歓喜の輪の外で抱き合った甲斐拓也と中村悠平 分かち合った“捕手にしか分からぬ苦労”

3大会ぶりの世界一に輝いた侍ジャパン【写真:Getty Images】
3大会ぶりの世界一に輝いた侍ジャパン【写真:Getty Images】

「他のポジションの人とは絶対に分かち合えないものがある」

 歓喜の輪の少し外で固く抱き合う2人の姿があった。中村悠平捕手(ヤクルト)と甲斐拓也捕手。侍ジャパンの3大会ぶりの世界一が決まると、扇の要としてチームを支えた2人は互いの健闘、苦労、そして喜びを分かち合うように抱き合っていた。

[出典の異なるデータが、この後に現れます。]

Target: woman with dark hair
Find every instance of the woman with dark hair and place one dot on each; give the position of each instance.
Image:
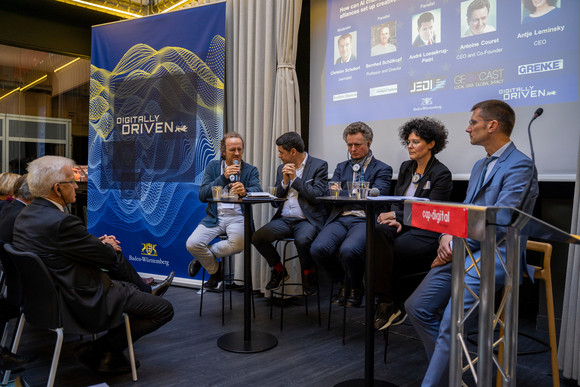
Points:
(403, 250)
(540, 10)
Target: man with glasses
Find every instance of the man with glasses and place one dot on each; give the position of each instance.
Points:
(94, 299)
(340, 246)
(496, 180)
(222, 218)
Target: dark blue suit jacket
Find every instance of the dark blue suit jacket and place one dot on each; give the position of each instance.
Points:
(249, 176)
(503, 188)
(314, 183)
(378, 174)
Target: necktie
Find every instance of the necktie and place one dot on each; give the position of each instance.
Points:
(484, 172)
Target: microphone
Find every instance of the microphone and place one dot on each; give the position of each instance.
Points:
(526, 190)
(236, 177)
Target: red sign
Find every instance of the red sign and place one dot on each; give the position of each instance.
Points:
(440, 218)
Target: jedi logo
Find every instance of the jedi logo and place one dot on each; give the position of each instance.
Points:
(149, 249)
(432, 84)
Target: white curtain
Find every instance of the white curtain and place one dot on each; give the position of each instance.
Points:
(569, 346)
(262, 97)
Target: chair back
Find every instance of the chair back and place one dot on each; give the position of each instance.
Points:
(40, 294)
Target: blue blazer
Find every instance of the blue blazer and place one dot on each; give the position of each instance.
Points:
(314, 183)
(378, 174)
(503, 188)
(249, 176)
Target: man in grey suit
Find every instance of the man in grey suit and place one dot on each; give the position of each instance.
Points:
(496, 180)
(92, 299)
(300, 179)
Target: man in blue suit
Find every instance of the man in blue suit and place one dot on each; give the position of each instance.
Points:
(300, 179)
(497, 180)
(344, 234)
(222, 218)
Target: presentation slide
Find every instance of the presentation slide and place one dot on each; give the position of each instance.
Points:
(386, 61)
(398, 58)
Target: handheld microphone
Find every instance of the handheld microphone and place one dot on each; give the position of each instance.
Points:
(526, 190)
(236, 177)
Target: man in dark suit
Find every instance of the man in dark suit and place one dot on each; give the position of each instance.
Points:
(301, 179)
(496, 180)
(9, 306)
(425, 28)
(92, 299)
(344, 234)
(222, 218)
(345, 49)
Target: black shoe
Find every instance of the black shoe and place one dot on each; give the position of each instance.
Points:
(354, 298)
(12, 361)
(387, 312)
(115, 362)
(309, 284)
(161, 288)
(193, 268)
(338, 299)
(276, 279)
(214, 279)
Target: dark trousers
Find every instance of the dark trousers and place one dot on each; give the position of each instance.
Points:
(125, 272)
(301, 229)
(398, 255)
(340, 247)
(147, 312)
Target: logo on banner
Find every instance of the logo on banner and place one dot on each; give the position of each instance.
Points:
(440, 218)
(149, 249)
(148, 124)
(432, 84)
(478, 79)
(541, 67)
(525, 92)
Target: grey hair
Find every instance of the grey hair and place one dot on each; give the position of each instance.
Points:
(45, 172)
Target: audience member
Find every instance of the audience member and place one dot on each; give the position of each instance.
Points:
(7, 181)
(300, 179)
(94, 299)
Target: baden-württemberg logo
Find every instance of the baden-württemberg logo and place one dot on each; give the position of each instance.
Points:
(149, 249)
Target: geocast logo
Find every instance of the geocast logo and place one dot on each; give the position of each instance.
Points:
(149, 249)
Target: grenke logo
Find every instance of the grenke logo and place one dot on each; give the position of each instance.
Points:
(541, 67)
(148, 124)
(432, 84)
(478, 79)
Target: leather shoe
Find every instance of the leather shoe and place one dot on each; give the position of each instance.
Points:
(215, 278)
(354, 298)
(115, 362)
(12, 361)
(338, 299)
(193, 268)
(161, 288)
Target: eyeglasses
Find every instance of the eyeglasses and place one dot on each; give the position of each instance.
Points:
(473, 122)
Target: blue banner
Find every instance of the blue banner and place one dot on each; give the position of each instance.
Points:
(156, 120)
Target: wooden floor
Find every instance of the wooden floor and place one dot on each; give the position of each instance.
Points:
(185, 353)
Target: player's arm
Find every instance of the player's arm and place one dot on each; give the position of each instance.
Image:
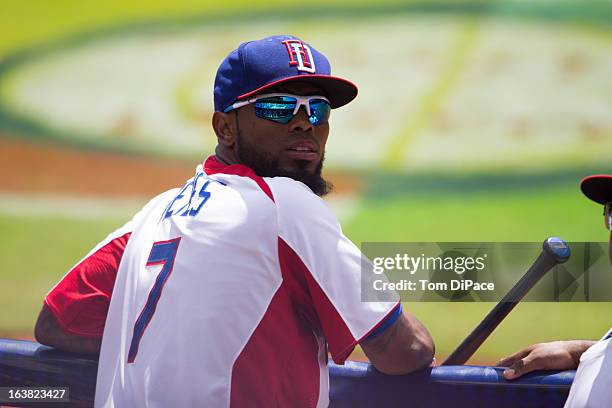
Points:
(404, 347)
(48, 332)
(556, 355)
(74, 311)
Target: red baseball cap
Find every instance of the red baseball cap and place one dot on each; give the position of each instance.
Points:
(598, 188)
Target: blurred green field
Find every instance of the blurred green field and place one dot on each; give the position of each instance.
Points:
(35, 251)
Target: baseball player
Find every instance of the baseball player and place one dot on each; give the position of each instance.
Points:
(231, 289)
(592, 386)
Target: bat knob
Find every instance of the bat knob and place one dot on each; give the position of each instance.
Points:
(557, 248)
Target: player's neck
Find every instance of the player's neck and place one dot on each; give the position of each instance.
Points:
(225, 157)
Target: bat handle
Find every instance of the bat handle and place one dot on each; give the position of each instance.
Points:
(554, 252)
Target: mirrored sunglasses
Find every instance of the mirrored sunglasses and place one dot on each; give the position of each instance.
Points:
(282, 107)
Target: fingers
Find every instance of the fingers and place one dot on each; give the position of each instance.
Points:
(523, 366)
(508, 361)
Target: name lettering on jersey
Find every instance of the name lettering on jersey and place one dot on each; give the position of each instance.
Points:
(300, 56)
(191, 198)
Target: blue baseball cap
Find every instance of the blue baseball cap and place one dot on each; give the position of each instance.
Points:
(257, 65)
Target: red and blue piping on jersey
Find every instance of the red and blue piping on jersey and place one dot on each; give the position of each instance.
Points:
(213, 166)
(80, 301)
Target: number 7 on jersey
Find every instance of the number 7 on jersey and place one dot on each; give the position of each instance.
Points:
(162, 253)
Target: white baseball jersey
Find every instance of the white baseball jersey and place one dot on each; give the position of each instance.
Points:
(592, 386)
(228, 291)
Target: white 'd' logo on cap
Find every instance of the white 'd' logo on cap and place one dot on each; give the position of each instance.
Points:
(300, 56)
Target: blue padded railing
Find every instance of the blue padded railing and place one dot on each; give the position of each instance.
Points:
(25, 363)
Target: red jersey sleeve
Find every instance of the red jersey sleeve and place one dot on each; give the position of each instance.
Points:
(79, 302)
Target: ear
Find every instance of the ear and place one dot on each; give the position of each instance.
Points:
(224, 125)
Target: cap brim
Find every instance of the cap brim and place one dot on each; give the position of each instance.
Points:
(598, 188)
(338, 90)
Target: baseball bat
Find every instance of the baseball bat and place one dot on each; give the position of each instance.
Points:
(555, 251)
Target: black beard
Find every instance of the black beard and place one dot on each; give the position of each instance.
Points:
(265, 165)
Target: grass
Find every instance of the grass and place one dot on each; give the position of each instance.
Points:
(36, 252)
(506, 215)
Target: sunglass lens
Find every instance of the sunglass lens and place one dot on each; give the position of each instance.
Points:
(278, 109)
(319, 110)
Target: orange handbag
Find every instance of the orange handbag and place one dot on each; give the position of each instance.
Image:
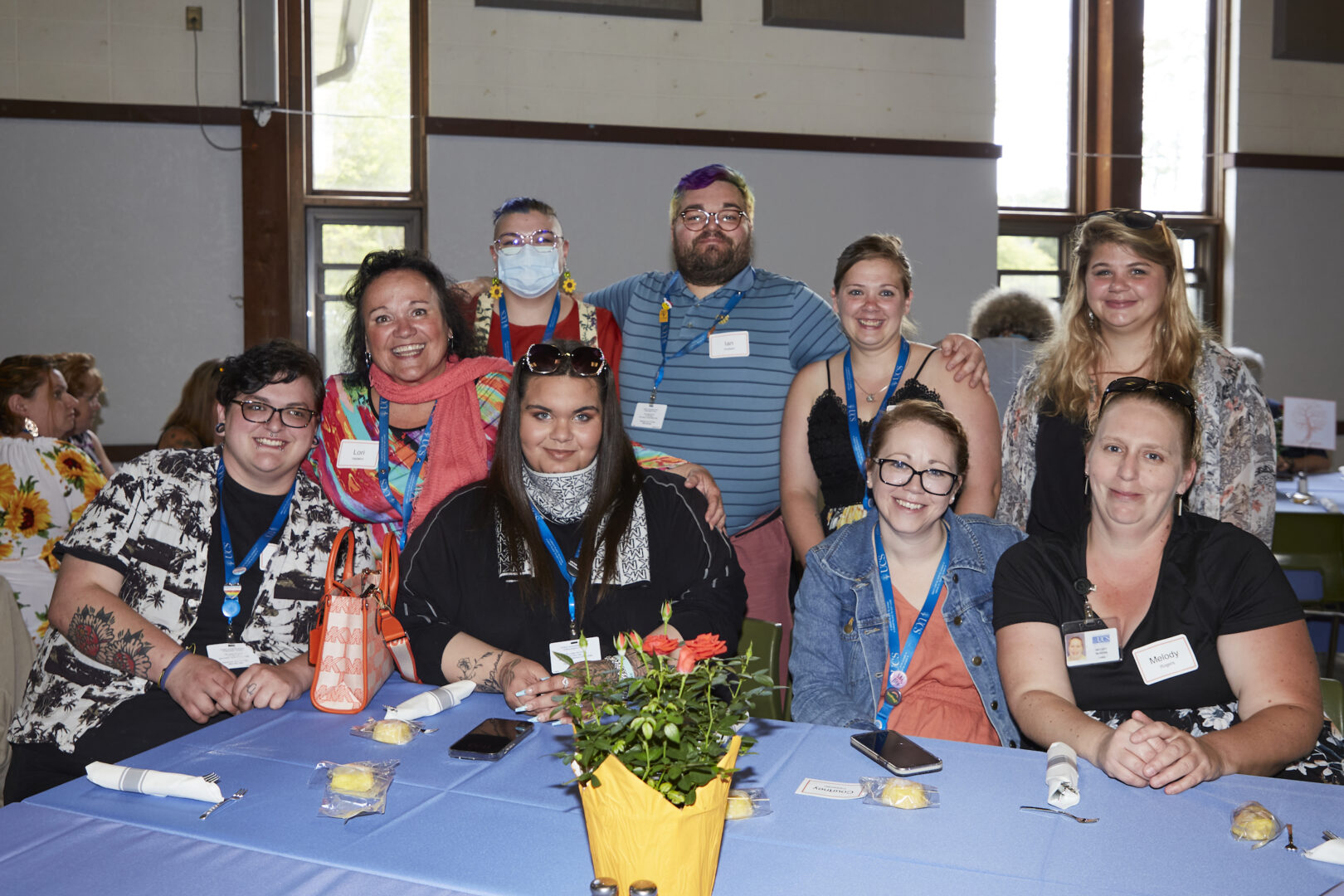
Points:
(357, 638)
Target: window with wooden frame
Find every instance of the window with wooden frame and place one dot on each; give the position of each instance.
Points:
(1122, 108)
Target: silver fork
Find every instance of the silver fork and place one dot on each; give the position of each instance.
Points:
(1060, 811)
(238, 794)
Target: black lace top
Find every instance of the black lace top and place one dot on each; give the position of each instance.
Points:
(828, 445)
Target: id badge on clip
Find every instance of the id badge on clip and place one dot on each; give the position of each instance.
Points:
(574, 650)
(233, 655)
(648, 416)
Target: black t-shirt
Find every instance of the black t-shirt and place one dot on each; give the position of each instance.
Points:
(1214, 579)
(1058, 504)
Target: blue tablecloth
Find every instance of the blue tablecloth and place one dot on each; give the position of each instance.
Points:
(516, 828)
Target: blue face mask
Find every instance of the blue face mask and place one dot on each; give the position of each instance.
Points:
(530, 271)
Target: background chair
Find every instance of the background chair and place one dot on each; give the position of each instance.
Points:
(763, 638)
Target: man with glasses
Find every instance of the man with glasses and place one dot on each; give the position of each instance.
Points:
(709, 353)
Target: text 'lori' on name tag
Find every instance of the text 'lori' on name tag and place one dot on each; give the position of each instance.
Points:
(1166, 659)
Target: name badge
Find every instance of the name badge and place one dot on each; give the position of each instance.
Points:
(732, 344)
(1166, 659)
(648, 416)
(576, 652)
(358, 455)
(233, 655)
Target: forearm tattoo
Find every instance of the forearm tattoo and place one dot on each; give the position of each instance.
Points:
(91, 635)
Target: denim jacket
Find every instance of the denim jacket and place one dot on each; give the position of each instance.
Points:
(840, 624)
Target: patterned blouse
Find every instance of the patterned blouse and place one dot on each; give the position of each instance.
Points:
(45, 485)
(155, 520)
(1235, 477)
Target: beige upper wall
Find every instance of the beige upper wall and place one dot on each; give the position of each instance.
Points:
(134, 51)
(723, 73)
(1281, 105)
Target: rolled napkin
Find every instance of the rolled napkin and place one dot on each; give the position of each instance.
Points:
(1062, 776)
(156, 783)
(431, 702)
(1332, 850)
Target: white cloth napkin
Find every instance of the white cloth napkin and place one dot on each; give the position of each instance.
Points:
(431, 702)
(156, 783)
(1332, 850)
(1062, 776)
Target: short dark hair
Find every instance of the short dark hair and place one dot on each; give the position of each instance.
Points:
(611, 508)
(450, 299)
(280, 360)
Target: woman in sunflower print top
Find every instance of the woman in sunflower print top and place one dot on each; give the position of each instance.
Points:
(45, 483)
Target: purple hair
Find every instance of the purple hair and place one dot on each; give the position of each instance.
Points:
(702, 178)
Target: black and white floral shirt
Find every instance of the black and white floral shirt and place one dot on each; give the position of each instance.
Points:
(155, 520)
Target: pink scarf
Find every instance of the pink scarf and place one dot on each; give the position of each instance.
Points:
(457, 444)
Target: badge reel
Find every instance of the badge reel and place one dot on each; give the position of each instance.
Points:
(1089, 641)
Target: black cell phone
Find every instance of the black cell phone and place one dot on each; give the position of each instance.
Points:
(491, 739)
(895, 752)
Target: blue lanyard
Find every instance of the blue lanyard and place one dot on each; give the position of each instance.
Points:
(554, 547)
(407, 507)
(546, 338)
(901, 657)
(700, 338)
(234, 571)
(852, 409)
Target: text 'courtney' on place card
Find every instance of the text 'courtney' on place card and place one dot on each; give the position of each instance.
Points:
(1309, 422)
(830, 789)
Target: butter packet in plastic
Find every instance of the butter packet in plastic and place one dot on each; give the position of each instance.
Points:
(1253, 822)
(390, 731)
(353, 789)
(747, 802)
(899, 793)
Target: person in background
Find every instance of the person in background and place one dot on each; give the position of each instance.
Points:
(1292, 460)
(1127, 314)
(821, 446)
(531, 296)
(85, 383)
(894, 614)
(709, 353)
(45, 483)
(145, 642)
(1196, 663)
(566, 535)
(192, 423)
(1010, 324)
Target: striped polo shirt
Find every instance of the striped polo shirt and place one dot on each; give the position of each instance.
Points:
(722, 412)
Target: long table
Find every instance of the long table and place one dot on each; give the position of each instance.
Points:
(516, 828)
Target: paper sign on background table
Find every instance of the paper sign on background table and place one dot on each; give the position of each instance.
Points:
(1309, 422)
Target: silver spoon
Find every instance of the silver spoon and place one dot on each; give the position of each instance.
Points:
(1060, 811)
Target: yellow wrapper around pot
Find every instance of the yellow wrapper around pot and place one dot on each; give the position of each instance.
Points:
(637, 835)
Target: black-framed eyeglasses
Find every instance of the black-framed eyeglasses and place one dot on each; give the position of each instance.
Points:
(514, 243)
(295, 418)
(543, 358)
(1132, 218)
(699, 219)
(1171, 391)
(894, 472)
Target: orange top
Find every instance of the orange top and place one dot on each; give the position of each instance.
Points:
(940, 700)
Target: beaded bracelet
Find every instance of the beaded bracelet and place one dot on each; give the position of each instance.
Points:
(163, 676)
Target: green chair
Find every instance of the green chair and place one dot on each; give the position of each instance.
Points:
(1315, 543)
(763, 638)
(1332, 694)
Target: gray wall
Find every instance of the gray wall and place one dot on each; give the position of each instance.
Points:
(613, 203)
(124, 241)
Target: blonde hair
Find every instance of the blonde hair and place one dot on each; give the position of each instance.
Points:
(1069, 356)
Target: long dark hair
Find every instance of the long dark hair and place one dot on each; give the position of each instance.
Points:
(450, 303)
(615, 492)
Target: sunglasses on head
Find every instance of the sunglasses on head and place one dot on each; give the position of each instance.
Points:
(1132, 218)
(1171, 391)
(585, 360)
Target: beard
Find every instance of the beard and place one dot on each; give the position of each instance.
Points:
(713, 265)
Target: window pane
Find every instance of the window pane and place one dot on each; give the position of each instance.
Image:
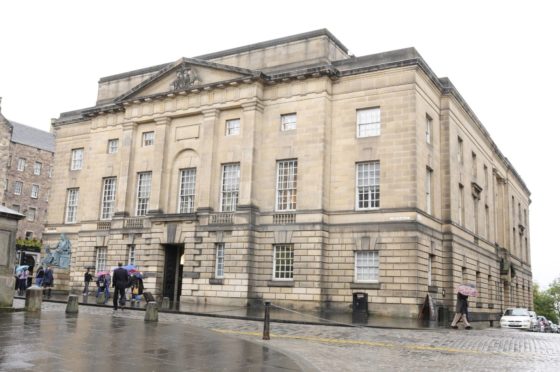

 野球日本代表「侍ジャパン」は21日(日本時間22日)、第5回ワールド・ベースボール・クラシック(WBC)の決勝で、アメリカに3-2で勝利。最後はクローザーとして登板した大谷翔平投手と中村のバッテリーがマイク・トラウト外野手を空振り三振に仕留め、2009年の第2回大会以来、3大会ぶりの頂点を手にした。

 準決勝、決勝とスタメンマスクを被ったのは中村だった。甲斐は1次ラウンドの中国戦とチェコ戦、準々決勝のイタリア戦でスタメン、そして準決勝のメキシコ戦では途中出場だった。大城卓三捕手(巨人)とともにチームを支えた捕手3人。試合後にお互いを称え、そして労を労い合うように抱き合う2人の姿を見て、甲斐が戦前に語っていた言葉を思い出した。